El héroe de la novela alemana (pensemos, por ejemplo, en Wilhelm Meister o en
Enrique el Verde) ya no está tan seguro de su dirección fundamental. Alberga muchas
voces, está psicológicamente diferenciado, es anímicamente polífono. El bien y el
mal, la fuerza y la debilidad, se mezclan de manera confusa en su alma: su origen es
confusión, y la niebla del amanecer enturbia su límpida mirada. Siente que nacen
fuerzas en su interior, pero todavía dispersas, todavía en conflicto; carece de armonía,
pero lo anima el anhelo de unidad. El genio alemán aspira siempre al orden en último
término. Y todas las novelas educativas alemanas no desarrollan otra cosa en sus
héroes que la personalidad. Haciendo acopio de sus fuerzas, el hombre se eleva al
ideal alemán, se hace apto, «el carácter se forma en la corriente del mundo», en
palabras de Goethe. Los elementos mezclados y agitados por la vida, una vez
conquistada la calma, se clarifican y se convierten en cristal; de los años de
aprendizaje sale el maestro y desde la última página de todos estos libros, Enrique el
Verde, Hiperion, Wilhelm Meister, Ofterdingen, una mirada clara contempla resuelta
el claro mundo. La vida se concilia con el ideal; las fuerzas ahora ordenadas ya no se
derrochan caóticamente, sino que se ahorran para alcanzar la meta suprema. Los
héroes de Goethe y de todos los alemanes se realizan en su forma suprema, se
vuelven activos y capaces: aprenden de las experiencias de la vida.

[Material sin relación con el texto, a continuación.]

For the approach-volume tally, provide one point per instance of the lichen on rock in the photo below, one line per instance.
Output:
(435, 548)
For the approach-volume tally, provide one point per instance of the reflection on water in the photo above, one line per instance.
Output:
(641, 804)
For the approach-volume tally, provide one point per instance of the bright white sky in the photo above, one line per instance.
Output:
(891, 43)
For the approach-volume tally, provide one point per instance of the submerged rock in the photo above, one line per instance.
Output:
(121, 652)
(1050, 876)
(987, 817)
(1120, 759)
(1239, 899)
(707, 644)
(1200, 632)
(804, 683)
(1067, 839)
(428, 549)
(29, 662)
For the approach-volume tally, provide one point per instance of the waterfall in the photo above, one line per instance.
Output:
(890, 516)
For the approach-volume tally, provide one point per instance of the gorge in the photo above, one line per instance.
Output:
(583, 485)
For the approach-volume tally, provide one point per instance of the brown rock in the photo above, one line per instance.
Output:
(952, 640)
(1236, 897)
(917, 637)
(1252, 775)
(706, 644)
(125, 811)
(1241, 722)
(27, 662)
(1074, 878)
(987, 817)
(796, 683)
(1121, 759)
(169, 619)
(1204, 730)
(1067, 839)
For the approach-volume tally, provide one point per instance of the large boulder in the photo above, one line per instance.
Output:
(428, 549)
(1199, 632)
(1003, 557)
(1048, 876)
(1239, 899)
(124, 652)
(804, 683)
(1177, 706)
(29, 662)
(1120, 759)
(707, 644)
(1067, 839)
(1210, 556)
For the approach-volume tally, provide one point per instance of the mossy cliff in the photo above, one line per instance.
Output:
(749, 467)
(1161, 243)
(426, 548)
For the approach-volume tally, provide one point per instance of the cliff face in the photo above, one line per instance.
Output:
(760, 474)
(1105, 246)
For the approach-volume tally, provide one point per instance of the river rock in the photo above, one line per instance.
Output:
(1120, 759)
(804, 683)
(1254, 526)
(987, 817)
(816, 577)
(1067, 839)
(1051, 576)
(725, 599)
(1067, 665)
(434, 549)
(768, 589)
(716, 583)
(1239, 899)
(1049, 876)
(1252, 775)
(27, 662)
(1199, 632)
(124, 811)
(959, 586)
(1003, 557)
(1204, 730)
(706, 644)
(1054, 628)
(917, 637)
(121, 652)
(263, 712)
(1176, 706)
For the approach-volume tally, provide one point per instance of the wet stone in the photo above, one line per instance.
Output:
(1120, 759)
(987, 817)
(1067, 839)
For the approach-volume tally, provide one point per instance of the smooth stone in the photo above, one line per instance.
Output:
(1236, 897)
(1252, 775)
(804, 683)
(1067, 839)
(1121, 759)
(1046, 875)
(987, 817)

Los héroes de Dostoievski, en cambio, no buscan ni encuentran relación alguna
con la vida real: ésta es su singularidad. No quieren en absoluto entrar en la realidad,
sino pasar por encima de ella desde el principio para llegar al infinito. Su destino no
tiene una existencia exterior, sino sólo interior. Su reino no es de este mundo. Para
ellos todas las formas aparentes de valores, títulos, dinero y poder, todas las
posesiones visibles, no tienen valor ni son un fin en sí mismas, como en Balzac, ni un
medio para alcanzarlas, como en los alemanes. No quieren en absoluto imponerse,
afirmarse ni acomodarse en este mundo. No se reservan, sino que se disipan; no
calculan y permanecen eternamente incalculables. La ineptitud de su ser hace que a
primera vista se los tenga por soñadores ociosos y extravagantes, pero su mirada
parece vacía sólo porque no se dirige hacia fuera, sino que se vuelve con fuego y
llamas hacia su interior, hacia su propia existencia. El hombre ruso tiende al todo.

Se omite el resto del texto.